Intermittent errors when running reports/processes against the data warehouse

Incident Report for Encompass Technologies

Postmortem

Incident Summary

On March 10, 2025, between 4:21 PM and 5:42 PM MST, Encompass customers experienced intermittent failures when running reports and processes against our Snowflake data warehouse. Approximately 2% of connections to Snowflake were failing with a "Snowflake Internal Error: Unable to connect" message. The issue was fully resolved through coordinated efforts with Snowflake support.

Timeline

  • 4:21 PM MST: Our monitoring systems detected an increase in connection errors to the Snowflake data warehouse.
  • 4:25 PM MST: Incident escalated to Snowflake support to investigate potential upstream issues.
  • 5:36 PM MST: Snowflake support identified a potential resolution path involving connection refresh and server restarts.
  • 5:37 PM - 5:42 PM MST: Encompass executed a controlled container rotation across all services using the Snowflake .NET connector.
  • 5:42 PM MST: Error rates returned to normal levels (0%).
  • 6:08 PM MST: Incident moved to monitoring status.
  • 7:33 PM MST: Incident officially resolved after one hour of stable operation.

Root Cause

The investigation revealed an anomaly in the connection pooling mechanism within the Snowflake .NET driver. Our engineering team, in collaboration with Snowflake support, determined this was not related to any recent changes in Encompass infrastructure or code deployments.

Resolution

The immediate resolution involved two coordinated actions:

  1. Snowflake support refreshed connection pools on their infrastructure side
  2. Encompass performed a rolling restart of all containerized services utilizing the Snowflake .NET connector

This two-pronged approach successfully cleared the affected connection pools and restored normal service operation.

Preventative Measures

While this incident stemmed from an issue in the Snowflake .NET driver itself, Encompass is collaborating with Snowflake's engineering team on their upcoming driver release that addresses the underlying connection pooling behavior. Encompass will implement this update once it becomes available.

Impact

During the 81-minute incident window, approximately 2% of data warehouse operations experienced failures. This primarily affected report generation and certain processes that rely on data warehouse access.

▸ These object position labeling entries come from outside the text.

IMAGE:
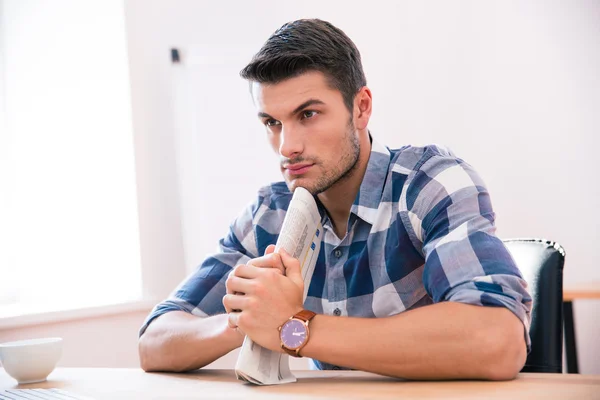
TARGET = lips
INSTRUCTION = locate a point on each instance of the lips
(298, 169)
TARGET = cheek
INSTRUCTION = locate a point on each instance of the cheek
(273, 142)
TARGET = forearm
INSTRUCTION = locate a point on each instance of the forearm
(441, 341)
(178, 341)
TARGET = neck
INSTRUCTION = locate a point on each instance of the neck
(338, 199)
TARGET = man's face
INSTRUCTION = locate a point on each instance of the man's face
(311, 129)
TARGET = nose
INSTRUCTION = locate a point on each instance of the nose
(291, 143)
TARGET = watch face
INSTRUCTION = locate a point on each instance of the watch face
(293, 334)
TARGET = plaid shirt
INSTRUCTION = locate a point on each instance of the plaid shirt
(421, 231)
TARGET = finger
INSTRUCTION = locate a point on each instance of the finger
(236, 284)
(249, 271)
(272, 260)
(232, 319)
(270, 249)
(292, 268)
(231, 273)
(234, 302)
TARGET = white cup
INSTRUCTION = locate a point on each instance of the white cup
(31, 361)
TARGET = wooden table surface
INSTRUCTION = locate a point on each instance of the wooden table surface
(108, 383)
(590, 290)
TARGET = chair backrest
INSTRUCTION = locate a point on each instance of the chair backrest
(541, 262)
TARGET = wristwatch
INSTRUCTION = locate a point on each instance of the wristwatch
(294, 332)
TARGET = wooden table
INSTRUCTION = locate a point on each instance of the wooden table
(131, 384)
(590, 290)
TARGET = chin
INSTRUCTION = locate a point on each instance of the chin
(304, 183)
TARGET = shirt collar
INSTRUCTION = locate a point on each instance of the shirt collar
(367, 199)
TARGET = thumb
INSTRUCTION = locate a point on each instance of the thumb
(270, 249)
(292, 268)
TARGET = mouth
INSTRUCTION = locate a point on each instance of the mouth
(298, 169)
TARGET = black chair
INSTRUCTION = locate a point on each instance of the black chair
(541, 262)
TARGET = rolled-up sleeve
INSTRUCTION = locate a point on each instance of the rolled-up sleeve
(451, 214)
(202, 292)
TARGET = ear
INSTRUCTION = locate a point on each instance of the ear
(363, 105)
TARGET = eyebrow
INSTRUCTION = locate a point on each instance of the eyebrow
(301, 107)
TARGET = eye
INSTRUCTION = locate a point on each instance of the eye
(308, 114)
(272, 122)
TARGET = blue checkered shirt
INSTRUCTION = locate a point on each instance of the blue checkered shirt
(421, 231)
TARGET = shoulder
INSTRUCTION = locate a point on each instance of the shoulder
(408, 160)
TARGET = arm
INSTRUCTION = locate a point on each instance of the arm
(179, 341)
(189, 330)
(440, 341)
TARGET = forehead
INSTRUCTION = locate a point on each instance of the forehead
(285, 96)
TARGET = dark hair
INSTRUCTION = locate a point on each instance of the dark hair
(309, 45)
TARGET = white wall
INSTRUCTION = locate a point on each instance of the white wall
(510, 86)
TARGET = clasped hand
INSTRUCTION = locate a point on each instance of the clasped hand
(263, 294)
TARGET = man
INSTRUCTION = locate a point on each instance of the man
(410, 280)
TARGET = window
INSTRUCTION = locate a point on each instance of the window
(68, 211)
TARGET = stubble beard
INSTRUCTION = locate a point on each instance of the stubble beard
(342, 170)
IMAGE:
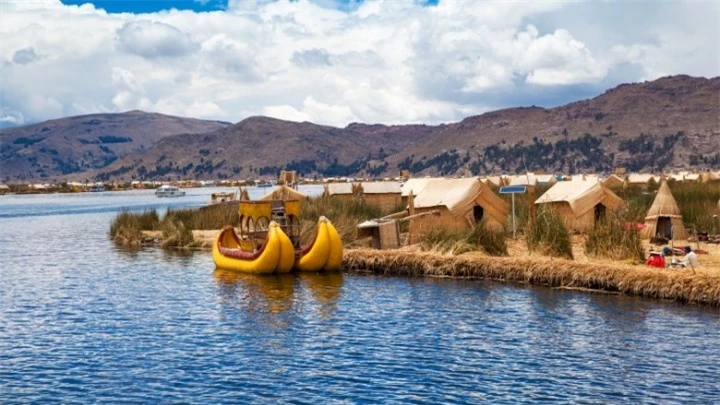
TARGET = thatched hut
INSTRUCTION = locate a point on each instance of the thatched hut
(664, 218)
(461, 204)
(414, 185)
(384, 194)
(283, 192)
(614, 182)
(528, 179)
(642, 180)
(580, 203)
(345, 191)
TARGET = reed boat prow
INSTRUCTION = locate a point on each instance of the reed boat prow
(268, 258)
(324, 252)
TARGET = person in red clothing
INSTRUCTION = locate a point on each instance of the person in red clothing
(656, 259)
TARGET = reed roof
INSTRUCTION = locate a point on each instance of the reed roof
(527, 179)
(339, 188)
(641, 178)
(380, 187)
(460, 195)
(582, 195)
(415, 185)
(283, 192)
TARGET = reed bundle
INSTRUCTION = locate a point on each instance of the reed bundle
(679, 285)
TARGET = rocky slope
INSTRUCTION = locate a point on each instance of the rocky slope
(667, 124)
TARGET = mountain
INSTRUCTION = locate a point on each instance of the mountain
(77, 144)
(669, 123)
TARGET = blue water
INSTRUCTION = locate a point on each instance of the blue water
(84, 321)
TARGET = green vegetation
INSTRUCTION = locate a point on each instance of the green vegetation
(344, 216)
(612, 238)
(443, 240)
(548, 234)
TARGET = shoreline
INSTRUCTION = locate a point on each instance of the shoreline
(581, 274)
(683, 285)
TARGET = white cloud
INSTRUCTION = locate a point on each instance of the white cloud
(393, 61)
(154, 39)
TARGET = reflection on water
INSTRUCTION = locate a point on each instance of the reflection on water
(325, 289)
(275, 293)
(258, 293)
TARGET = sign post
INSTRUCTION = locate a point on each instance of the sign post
(512, 190)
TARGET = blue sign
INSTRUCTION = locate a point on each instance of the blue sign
(512, 189)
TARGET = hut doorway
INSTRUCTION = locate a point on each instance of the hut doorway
(664, 227)
(599, 212)
(478, 213)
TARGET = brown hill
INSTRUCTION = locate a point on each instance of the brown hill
(669, 123)
(76, 144)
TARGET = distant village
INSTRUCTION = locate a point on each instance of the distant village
(364, 185)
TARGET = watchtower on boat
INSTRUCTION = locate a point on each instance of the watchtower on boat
(255, 217)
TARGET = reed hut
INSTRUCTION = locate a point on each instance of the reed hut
(664, 218)
(384, 194)
(346, 191)
(642, 180)
(546, 179)
(284, 192)
(580, 203)
(413, 185)
(461, 204)
(613, 182)
(496, 181)
(528, 179)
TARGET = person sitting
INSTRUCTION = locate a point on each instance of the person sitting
(690, 259)
(656, 259)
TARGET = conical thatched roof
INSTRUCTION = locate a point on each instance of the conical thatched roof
(664, 209)
(664, 204)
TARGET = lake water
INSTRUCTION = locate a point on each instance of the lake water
(82, 320)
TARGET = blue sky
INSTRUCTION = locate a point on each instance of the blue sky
(144, 6)
(335, 62)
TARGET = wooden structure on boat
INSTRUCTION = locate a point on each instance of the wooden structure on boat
(255, 217)
(221, 197)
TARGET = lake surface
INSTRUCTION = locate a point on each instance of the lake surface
(82, 320)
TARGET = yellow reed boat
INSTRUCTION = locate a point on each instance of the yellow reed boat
(324, 252)
(275, 247)
(275, 255)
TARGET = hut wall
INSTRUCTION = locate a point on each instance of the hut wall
(563, 209)
(584, 222)
(421, 226)
(346, 198)
(386, 202)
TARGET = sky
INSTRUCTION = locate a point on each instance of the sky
(334, 62)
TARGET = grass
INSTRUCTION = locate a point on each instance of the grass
(610, 238)
(683, 286)
(547, 233)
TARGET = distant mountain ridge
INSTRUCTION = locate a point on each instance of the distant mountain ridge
(669, 123)
(75, 145)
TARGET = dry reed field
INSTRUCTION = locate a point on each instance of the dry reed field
(701, 286)
(523, 266)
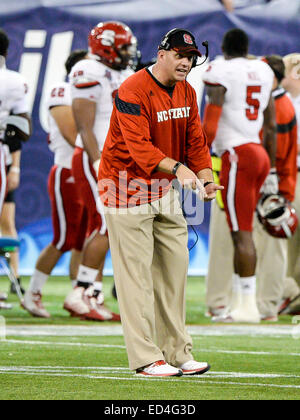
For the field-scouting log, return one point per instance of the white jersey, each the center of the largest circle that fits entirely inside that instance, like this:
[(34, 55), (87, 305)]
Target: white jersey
[(248, 85), (59, 95), (296, 103), (92, 80), (13, 99)]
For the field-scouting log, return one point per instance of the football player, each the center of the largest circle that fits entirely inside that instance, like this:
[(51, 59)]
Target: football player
[(240, 102), (271, 251), (291, 83), (15, 122), (95, 82), (68, 216)]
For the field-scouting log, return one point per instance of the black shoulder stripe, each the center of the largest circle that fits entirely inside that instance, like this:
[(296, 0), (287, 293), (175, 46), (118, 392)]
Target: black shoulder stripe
[(286, 128), (127, 107)]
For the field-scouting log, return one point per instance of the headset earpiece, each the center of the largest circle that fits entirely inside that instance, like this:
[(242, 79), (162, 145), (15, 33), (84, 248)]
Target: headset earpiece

We appreciate your patience and understanding during this incident. Our team remains committed to providing reliable and stable service.

Posted Mar 14, 2025 - 13:37 MDT

Resolved

This incident has been resolved. A post-mortem will be posted in 5-7 business days.
Posted Mar 10, 2025 - 19:33 MDT

Monitoring

Working with Snowflake, this issue has been fixed through a full infrastructure refresh.
We are monitoring for 1 hour to confirm
Posted Mar 10, 2025 - 18:08 MDT

Investigating

Beginning at 4:21 MST, we are seeing a spike in errors from Snowflake for "Snowflake Internal Error: Unable to connect".
This is causing intermittent failures for reports and other processes that use the data warehouse.

Issue has been escalated to Snowflake and they are investigating.
Posted Mar 10, 2025 - 16:21 MDT
This incident affected: Snowflake Data Warehouse.